La muerte se lo llevó una tarde. Murió como lo hacen todos los niños tristes: sin preguntar por qué, sin sábanas blancas, sin juguetes, sin canciones. Ahora duerme bajo el cielo, tan presente en la tierra donde una vaga sombra trae el recuerdo sobre el que discurren viejas voces y andan viejos pasos.
Ya no existe la casa en la que vivió, distante de todos, de la iglesia, de la escuela, de la gente. Las siluetas de la vida traspasan el tiempo, y las imágenes se desvelan.

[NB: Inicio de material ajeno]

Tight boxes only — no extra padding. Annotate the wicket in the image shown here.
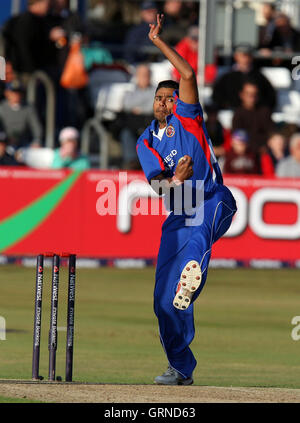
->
[32,253,76,382]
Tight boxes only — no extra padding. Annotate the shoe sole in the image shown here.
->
[173,260,202,310]
[154,379,194,386]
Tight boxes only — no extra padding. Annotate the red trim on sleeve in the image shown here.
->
[143,139,165,170]
[173,107,213,172]
[260,153,275,176]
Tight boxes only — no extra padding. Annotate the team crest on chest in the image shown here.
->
[166,125,175,138]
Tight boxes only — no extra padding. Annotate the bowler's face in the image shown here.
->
[153,88,174,123]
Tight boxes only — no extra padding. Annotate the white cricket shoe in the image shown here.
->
[173,260,202,310]
[154,364,194,385]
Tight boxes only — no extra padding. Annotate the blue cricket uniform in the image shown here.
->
[137,91,236,378]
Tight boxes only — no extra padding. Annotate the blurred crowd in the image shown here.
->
[0,0,300,177]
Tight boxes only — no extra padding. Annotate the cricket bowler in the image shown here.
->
[137,15,236,385]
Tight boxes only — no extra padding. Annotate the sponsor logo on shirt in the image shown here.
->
[164,150,177,169]
[166,125,175,138]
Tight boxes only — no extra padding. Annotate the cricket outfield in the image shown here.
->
[0,266,300,402]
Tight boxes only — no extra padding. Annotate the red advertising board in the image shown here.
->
[0,168,300,265]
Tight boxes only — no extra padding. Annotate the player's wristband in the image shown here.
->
[171,175,183,185]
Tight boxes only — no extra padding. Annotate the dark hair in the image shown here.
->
[155,79,179,93]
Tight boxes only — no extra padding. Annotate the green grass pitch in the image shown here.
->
[0,266,300,388]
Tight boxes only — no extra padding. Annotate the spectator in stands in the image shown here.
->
[46,0,85,70]
[205,104,226,160]
[266,13,300,53]
[232,80,274,154]
[0,80,43,149]
[276,132,300,178]
[163,0,189,46]
[0,132,19,166]
[258,3,276,49]
[213,44,276,109]
[173,26,199,81]
[0,62,17,101]
[118,64,155,169]
[223,129,259,174]
[261,132,288,176]
[3,0,56,82]
[124,1,157,64]
[52,126,90,170]
[86,0,136,49]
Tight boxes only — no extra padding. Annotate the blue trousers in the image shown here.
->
[154,185,236,378]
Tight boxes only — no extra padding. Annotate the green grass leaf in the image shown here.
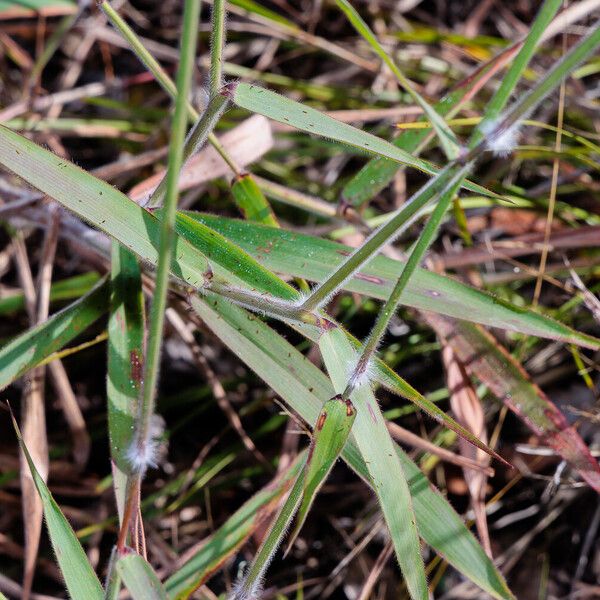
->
[231,175,278,227]
[0,126,208,288]
[192,297,512,598]
[336,0,460,160]
[164,452,306,600]
[471,0,562,144]
[116,553,167,600]
[179,212,600,348]
[286,396,356,553]
[0,271,100,315]
[342,43,514,209]
[106,242,144,520]
[0,279,109,389]
[11,414,104,600]
[431,317,600,493]
[319,328,429,600]
[234,396,356,600]
[231,83,496,197]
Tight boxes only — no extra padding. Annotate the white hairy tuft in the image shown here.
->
[346,353,376,389]
[127,415,165,473]
[228,579,263,600]
[482,120,521,157]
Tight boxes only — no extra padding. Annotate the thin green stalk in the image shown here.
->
[117,0,200,552]
[206,278,333,329]
[486,21,600,144]
[336,0,460,160]
[146,93,229,208]
[302,15,600,310]
[100,0,242,175]
[471,0,562,146]
[302,163,456,311]
[344,5,600,397]
[29,7,83,85]
[343,165,471,398]
[209,0,226,96]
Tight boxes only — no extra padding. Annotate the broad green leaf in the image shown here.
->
[0,271,100,315]
[287,396,356,549]
[231,174,278,227]
[192,298,512,598]
[175,211,298,300]
[0,125,208,288]
[164,452,306,600]
[319,328,429,600]
[185,212,600,348]
[0,279,109,389]
[235,396,356,600]
[231,83,496,196]
[171,213,503,460]
[106,242,144,519]
[336,0,460,160]
[116,552,167,600]
[11,415,104,600]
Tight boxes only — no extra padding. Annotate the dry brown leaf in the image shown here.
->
[129,115,273,203]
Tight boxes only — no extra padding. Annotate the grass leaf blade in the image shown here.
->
[116,553,167,600]
[0,279,109,389]
[11,414,104,600]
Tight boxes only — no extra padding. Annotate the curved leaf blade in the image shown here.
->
[185,212,600,349]
[11,414,104,600]
[230,83,496,197]
[0,279,110,389]
[192,298,512,598]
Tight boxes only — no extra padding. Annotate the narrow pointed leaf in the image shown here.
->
[0,279,109,389]
[429,315,600,493]
[185,212,600,349]
[319,328,429,600]
[336,0,460,160]
[0,271,100,315]
[192,298,512,598]
[106,242,144,519]
[287,396,356,550]
[116,553,167,600]
[171,213,503,460]
[232,458,304,600]
[164,452,306,600]
[227,83,496,197]
[231,173,278,227]
[0,125,208,288]
[11,415,104,600]
[342,43,517,208]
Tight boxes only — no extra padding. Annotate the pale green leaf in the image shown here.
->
[116,553,167,600]
[13,417,104,600]
[192,298,512,598]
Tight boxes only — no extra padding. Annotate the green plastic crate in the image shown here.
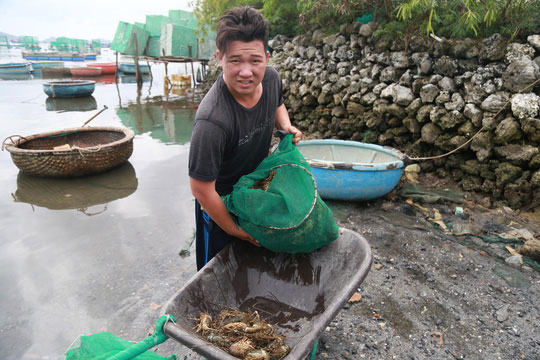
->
[144,15,172,36]
[144,36,162,57]
[111,21,150,55]
[160,24,197,58]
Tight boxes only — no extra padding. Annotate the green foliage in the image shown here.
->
[190,0,263,35]
[297,0,363,32]
[191,0,298,37]
[394,0,540,37]
[261,0,299,37]
[192,0,540,38]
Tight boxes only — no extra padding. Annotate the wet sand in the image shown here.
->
[0,48,199,360]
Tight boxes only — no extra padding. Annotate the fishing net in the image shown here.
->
[223,134,339,254]
[63,315,177,360]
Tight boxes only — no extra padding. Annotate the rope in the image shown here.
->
[267,164,317,230]
[75,144,101,157]
[2,135,28,151]
[405,79,540,161]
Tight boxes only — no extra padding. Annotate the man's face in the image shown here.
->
[216,40,269,97]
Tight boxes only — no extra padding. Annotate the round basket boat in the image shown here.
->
[2,127,135,177]
[43,80,96,97]
[11,161,138,212]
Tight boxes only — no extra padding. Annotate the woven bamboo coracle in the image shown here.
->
[2,127,135,177]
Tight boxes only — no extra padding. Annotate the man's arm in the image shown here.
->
[189,177,260,246]
[276,104,302,144]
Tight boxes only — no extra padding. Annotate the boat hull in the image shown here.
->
[88,63,116,75]
[118,63,150,74]
[3,127,135,178]
[43,80,96,97]
[0,63,32,75]
[298,139,405,201]
[69,67,101,76]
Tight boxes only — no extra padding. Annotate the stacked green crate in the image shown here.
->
[0,35,9,47]
[160,24,197,58]
[144,15,171,36]
[19,36,41,50]
[169,10,199,29]
[111,21,150,55]
[90,39,101,55]
[144,36,163,57]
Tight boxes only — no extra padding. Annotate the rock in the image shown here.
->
[421,123,442,144]
[527,35,540,51]
[433,56,458,76]
[381,84,414,106]
[494,117,521,144]
[358,23,374,38]
[430,108,465,129]
[495,162,523,188]
[478,34,507,63]
[463,79,486,105]
[420,84,440,104]
[504,43,534,64]
[437,76,457,93]
[519,239,540,261]
[531,170,540,188]
[332,106,345,117]
[503,57,540,92]
[495,305,509,322]
[390,51,409,69]
[495,144,540,165]
[520,118,540,142]
[511,93,540,119]
[463,104,483,126]
[480,91,510,113]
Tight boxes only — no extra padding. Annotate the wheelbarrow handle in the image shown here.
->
[276,130,290,140]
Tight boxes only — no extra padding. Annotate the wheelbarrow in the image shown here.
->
[162,229,372,360]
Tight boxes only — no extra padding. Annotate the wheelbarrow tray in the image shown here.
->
[162,229,372,360]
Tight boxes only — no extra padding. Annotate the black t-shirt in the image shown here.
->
[189,67,283,195]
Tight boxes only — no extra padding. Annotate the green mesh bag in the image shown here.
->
[222,134,339,254]
[62,315,177,360]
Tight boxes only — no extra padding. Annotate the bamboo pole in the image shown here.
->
[188,45,196,86]
[133,33,142,87]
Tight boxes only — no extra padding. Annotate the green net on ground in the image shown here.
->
[64,315,177,360]
[223,134,339,254]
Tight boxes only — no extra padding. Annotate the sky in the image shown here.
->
[0,0,193,41]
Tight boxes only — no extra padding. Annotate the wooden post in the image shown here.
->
[161,49,172,91]
[114,51,118,83]
[188,45,196,87]
[133,33,142,87]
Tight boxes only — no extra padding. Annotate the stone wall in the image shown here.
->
[269,23,540,208]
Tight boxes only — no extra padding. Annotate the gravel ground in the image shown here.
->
[317,181,540,359]
[158,178,540,360]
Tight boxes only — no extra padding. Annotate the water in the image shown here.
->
[0,49,204,359]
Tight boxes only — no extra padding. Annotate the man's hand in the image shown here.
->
[229,226,261,247]
[283,125,302,144]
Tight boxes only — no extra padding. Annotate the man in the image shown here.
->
[189,7,302,270]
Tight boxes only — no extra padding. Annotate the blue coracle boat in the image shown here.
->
[118,63,150,74]
[0,63,32,75]
[43,80,96,97]
[298,139,406,200]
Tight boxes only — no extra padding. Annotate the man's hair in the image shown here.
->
[216,6,268,53]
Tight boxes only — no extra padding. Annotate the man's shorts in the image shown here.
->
[195,200,236,271]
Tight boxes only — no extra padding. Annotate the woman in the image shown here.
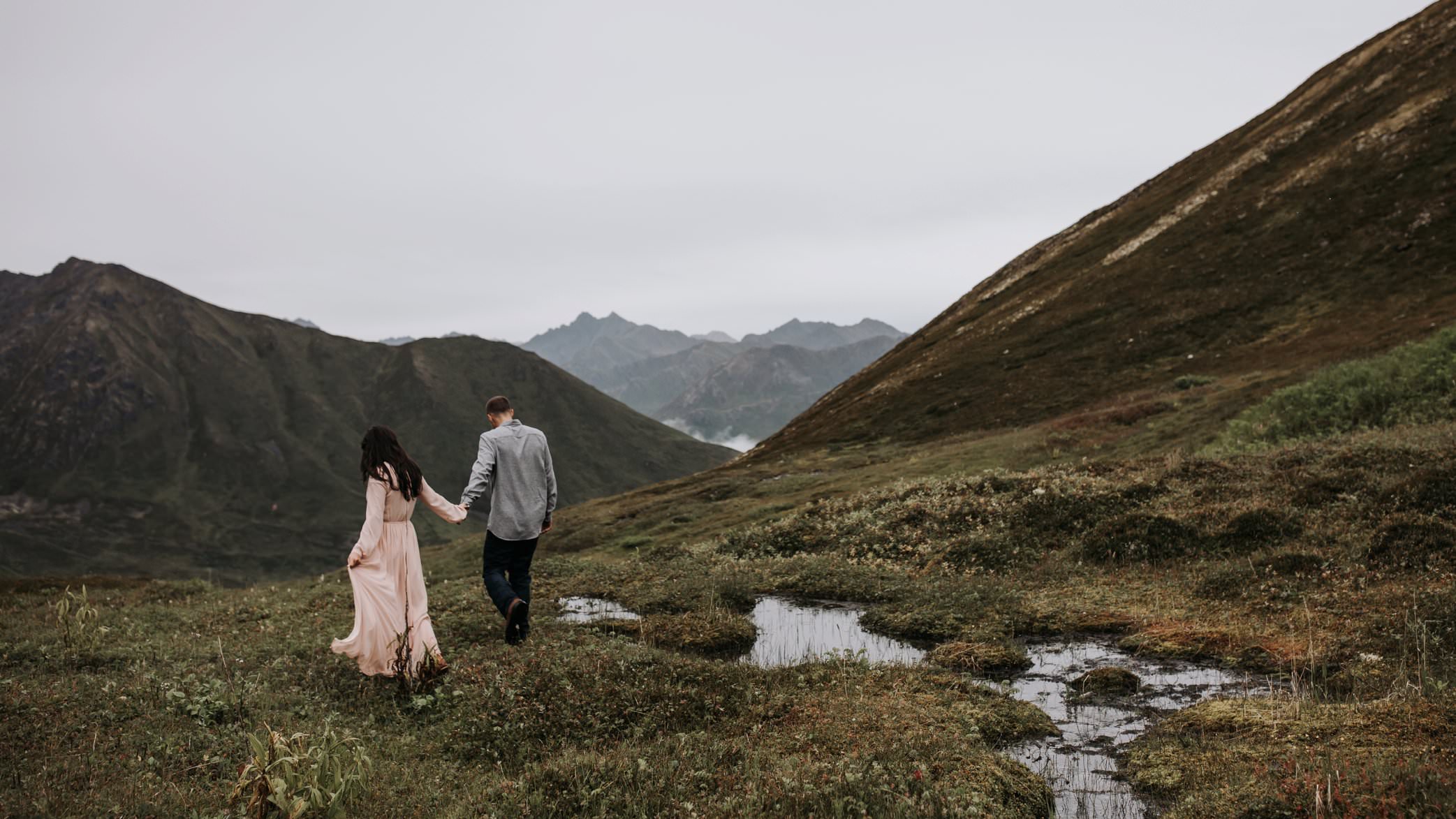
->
[332,426,466,677]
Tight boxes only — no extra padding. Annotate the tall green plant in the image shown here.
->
[52,585,102,656]
[233,726,373,819]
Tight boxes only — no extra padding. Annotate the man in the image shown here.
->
[460,396,556,646]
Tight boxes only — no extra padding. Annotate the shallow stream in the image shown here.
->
[561,596,1270,819]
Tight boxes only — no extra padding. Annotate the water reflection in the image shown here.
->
[561,596,1270,819]
[556,598,642,623]
[1006,639,1268,819]
[742,596,925,667]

El niño triste era la pálida luz de un niño, flaco y de piernas largas que terminaban en unos pies anchos. Su rostro era grotesco, falto de expresión, y sus ojos desmesuradamente abiertos. Nadie se extrañaba al contemplarlo así, consumido, repulsivo. Todos se habían acostumbrado a su presencia. Le vieron nacer y crecer como una flor más, como un árbol más. Los perros no le ladraban, los viejos le
miraban en silencio y le veían como una equivocación de la vida; los niños, los otros niños, se reían de él.
El niño triste se acercaba todas las tardes al pequeño arroyo. Algunas veces, sus ojos se posaban en la parte próxima de la corriente y luego iban alejándose poco a poco, buscando un punto lejano del horizonte. En otras ocasiones, recogía piedrecillas del suelo que después arrojaba al agua entre salpicaduras de espuma blanca. Era su mejor juego, ver como se hundían y como montones de burbujas se desprendían de la profundidad, cobrando impulso, unas tras otras, para llegar a la superficie. Allí se arrumbaba casi feliz, derritiendo su corazón sobre el agua, día tras día.



Pero uno de ellos fue diferente. Un día, a la hora en que a la tarde le surgen alas, cuando el sol moribundo sangra en el cielo y en todas
partes flota lo misterioso, en ese instante donde todo es sueño y rumor de cuento, de la remota lejanía brotó una figura que avanzaba
hacia él.
El niño triste no sabía cuánto tiempo llevaba observando aquella presencia distante, aunque sí tenía conciencia de que no era nadie conocido.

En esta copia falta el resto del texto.